The problem I'm having is that none of these platforms is really standard in the industry, and I'd really like to get into the meat of things and start programming in C++ for windows.
What do you care about more - getting things done faster & easier or what some industry duds use?
You kinda make it sound like using C++ will open the doors to some magical wonderland. Or makes you a cool dood. Or you will be making better games. Neither of it is particularly true.
Except for performance and portability, there isn't any intrinsic advantages of using C++.
What platforms are available for C++ game development in windows, and what development environments do you recommend?
I would use MS Visual Studio 2010 & Visual Assist X plugin (MSVS 2010 has some of C++0x features what makes C++ less painful to use). And there simply isn't a better C++ IDE out there.
As for libraries - i would either use SFML, or a combination of OpenGL, Glfw, OpenAL and OpenIL (aka DevIL).
I'm not sure where to start, though. I could continue using .NET and visual studio, but that seems like a step in the wrong direction.
Why?
Quite honestly, C# and .NET rocks.
If you don't care about other platforms, there isn't a single reason why you shouldn't use C# & XNA.
If you care about other platforms, you can still use C# with Mono and OpenTK.
Now what i've been using C# for quite some time, there's plenty of things i miss in C++:
Fast compile times (C++, especially with some heavy boost template usage, compiles very slowly)

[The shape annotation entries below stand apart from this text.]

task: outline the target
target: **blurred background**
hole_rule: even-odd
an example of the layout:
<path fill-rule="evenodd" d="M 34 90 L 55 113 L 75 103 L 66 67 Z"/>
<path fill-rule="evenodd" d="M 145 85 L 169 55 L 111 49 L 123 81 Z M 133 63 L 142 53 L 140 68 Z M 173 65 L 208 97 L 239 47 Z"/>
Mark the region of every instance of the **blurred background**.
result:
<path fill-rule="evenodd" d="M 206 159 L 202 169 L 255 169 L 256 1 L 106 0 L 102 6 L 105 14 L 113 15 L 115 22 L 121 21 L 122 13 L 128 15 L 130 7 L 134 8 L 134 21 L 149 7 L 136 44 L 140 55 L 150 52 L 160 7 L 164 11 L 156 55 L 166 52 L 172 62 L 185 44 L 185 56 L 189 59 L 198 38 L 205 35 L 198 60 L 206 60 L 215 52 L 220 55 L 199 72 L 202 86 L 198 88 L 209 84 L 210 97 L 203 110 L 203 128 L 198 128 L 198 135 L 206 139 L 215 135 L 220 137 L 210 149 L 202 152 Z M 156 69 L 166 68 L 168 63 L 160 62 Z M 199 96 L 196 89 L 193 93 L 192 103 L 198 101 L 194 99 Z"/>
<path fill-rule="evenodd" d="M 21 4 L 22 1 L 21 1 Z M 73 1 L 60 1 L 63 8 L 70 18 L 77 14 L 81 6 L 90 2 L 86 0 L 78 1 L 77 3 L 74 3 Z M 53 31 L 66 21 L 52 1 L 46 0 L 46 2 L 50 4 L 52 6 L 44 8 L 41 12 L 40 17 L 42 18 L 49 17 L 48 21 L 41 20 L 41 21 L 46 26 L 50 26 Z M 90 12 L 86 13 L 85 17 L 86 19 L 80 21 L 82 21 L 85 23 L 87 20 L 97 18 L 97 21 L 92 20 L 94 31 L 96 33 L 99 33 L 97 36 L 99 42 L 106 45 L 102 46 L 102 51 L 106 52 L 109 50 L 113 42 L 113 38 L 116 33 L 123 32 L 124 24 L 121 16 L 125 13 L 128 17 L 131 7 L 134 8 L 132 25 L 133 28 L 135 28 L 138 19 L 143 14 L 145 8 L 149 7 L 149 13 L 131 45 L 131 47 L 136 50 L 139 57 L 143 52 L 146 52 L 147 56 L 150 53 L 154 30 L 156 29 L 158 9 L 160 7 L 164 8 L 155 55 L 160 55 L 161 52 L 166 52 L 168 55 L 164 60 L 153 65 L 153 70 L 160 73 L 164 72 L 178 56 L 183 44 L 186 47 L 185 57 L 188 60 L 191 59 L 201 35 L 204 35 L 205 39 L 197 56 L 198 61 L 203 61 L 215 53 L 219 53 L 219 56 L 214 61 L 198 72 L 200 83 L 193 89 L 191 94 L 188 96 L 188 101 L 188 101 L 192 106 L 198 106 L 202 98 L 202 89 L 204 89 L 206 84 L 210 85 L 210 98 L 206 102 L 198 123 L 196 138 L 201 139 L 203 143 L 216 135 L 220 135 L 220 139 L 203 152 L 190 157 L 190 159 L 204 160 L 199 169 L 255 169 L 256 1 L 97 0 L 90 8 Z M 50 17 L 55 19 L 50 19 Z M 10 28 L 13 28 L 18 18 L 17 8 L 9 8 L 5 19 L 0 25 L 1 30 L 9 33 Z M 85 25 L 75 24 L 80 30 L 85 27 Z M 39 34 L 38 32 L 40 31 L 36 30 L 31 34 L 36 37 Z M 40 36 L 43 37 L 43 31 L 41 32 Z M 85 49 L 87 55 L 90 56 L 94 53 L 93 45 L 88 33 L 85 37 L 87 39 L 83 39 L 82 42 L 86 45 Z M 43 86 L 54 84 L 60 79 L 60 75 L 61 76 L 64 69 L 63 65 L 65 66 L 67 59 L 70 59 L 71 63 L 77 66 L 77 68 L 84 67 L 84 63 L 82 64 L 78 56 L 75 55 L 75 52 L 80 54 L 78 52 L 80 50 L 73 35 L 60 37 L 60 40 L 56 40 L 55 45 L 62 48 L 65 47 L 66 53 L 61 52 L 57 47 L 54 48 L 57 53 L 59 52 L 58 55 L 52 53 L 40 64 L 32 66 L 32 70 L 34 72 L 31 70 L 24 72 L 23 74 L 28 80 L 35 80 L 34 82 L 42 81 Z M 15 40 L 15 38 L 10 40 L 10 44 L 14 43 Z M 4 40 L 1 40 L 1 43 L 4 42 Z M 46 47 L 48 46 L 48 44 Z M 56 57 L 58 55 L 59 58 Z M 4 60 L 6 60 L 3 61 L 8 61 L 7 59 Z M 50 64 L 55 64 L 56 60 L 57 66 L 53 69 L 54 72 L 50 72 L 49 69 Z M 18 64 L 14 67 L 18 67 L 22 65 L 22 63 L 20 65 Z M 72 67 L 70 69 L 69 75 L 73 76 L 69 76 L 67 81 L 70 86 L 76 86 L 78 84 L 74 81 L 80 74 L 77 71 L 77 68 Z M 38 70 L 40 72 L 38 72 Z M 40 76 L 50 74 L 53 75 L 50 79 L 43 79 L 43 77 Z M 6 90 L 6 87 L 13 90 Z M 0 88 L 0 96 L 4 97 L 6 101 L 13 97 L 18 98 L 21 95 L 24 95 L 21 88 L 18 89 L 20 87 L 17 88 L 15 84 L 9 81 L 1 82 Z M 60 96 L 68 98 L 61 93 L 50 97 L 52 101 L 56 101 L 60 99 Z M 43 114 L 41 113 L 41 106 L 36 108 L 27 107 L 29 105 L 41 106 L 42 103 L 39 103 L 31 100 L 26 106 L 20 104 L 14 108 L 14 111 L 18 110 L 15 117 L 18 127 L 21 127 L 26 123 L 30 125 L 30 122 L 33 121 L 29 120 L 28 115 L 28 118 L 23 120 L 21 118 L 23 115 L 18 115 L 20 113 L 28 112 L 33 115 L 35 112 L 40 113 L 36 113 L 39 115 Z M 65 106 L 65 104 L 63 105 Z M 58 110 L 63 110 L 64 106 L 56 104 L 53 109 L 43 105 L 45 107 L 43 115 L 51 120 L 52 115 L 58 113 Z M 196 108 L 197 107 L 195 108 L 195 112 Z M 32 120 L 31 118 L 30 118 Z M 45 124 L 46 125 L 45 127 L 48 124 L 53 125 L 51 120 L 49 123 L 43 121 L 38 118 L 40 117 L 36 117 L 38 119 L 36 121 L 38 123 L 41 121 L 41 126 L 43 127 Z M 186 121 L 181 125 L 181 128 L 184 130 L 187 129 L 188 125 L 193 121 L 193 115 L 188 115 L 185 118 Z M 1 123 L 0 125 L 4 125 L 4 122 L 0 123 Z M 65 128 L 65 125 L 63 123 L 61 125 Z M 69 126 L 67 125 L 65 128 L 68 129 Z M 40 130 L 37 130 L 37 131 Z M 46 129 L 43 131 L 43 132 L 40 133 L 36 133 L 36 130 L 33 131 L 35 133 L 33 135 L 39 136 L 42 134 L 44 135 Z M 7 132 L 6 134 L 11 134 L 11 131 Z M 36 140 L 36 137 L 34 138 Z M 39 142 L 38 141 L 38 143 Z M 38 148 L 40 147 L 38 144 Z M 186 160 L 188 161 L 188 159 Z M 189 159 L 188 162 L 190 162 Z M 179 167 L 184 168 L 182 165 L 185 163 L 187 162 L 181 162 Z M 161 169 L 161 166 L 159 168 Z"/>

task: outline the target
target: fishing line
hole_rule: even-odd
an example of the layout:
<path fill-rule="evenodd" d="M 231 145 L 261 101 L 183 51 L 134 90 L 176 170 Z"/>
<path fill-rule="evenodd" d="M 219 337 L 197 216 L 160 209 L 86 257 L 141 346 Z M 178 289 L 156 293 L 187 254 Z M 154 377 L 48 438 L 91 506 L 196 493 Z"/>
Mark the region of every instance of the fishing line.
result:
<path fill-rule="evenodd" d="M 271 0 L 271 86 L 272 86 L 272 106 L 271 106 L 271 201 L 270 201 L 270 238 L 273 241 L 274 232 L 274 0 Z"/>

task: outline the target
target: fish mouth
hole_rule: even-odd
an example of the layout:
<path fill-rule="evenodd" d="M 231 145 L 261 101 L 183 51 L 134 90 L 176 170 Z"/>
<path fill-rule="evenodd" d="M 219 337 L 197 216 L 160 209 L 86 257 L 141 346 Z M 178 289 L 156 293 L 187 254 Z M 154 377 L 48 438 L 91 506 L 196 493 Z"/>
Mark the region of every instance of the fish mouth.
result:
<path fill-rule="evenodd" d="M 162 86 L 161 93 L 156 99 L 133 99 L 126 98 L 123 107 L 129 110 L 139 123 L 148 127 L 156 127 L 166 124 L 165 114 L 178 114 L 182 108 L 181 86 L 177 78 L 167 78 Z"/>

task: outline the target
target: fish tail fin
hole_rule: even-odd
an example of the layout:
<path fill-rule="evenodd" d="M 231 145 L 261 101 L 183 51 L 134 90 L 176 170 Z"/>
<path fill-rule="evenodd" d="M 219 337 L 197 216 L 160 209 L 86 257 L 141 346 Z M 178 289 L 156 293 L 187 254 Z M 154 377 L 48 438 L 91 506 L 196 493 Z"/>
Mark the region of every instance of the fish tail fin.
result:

Reflection along with all goodies that comes with it, like extremely easy to use XML serialization and meta attributes.
foreach keyword (boost has BOOST_FOREACH macro, addressed in C++0x)
lambdas (boost.lambda, addressed in C++0x)
delegates & events (boost.bind)
Using boost might result into some very cryptic template error messages.
C++ is quite verbose (C++0x at least has the auto keyword).
You can do a lot with C++(like write template hacks that implement a significant amount of features you would expect from a modern programming language), but I still find pre-C++0x C++ a pain in the asshols to use.
And it will take quite some time till the standard is published in 2011 and fully supported by all major compilers (GNU GCC has a significant amount of C++0x features implemented,
http://gcc.gnu.org/projects/cxx0x.html).
It would still compile slowly though.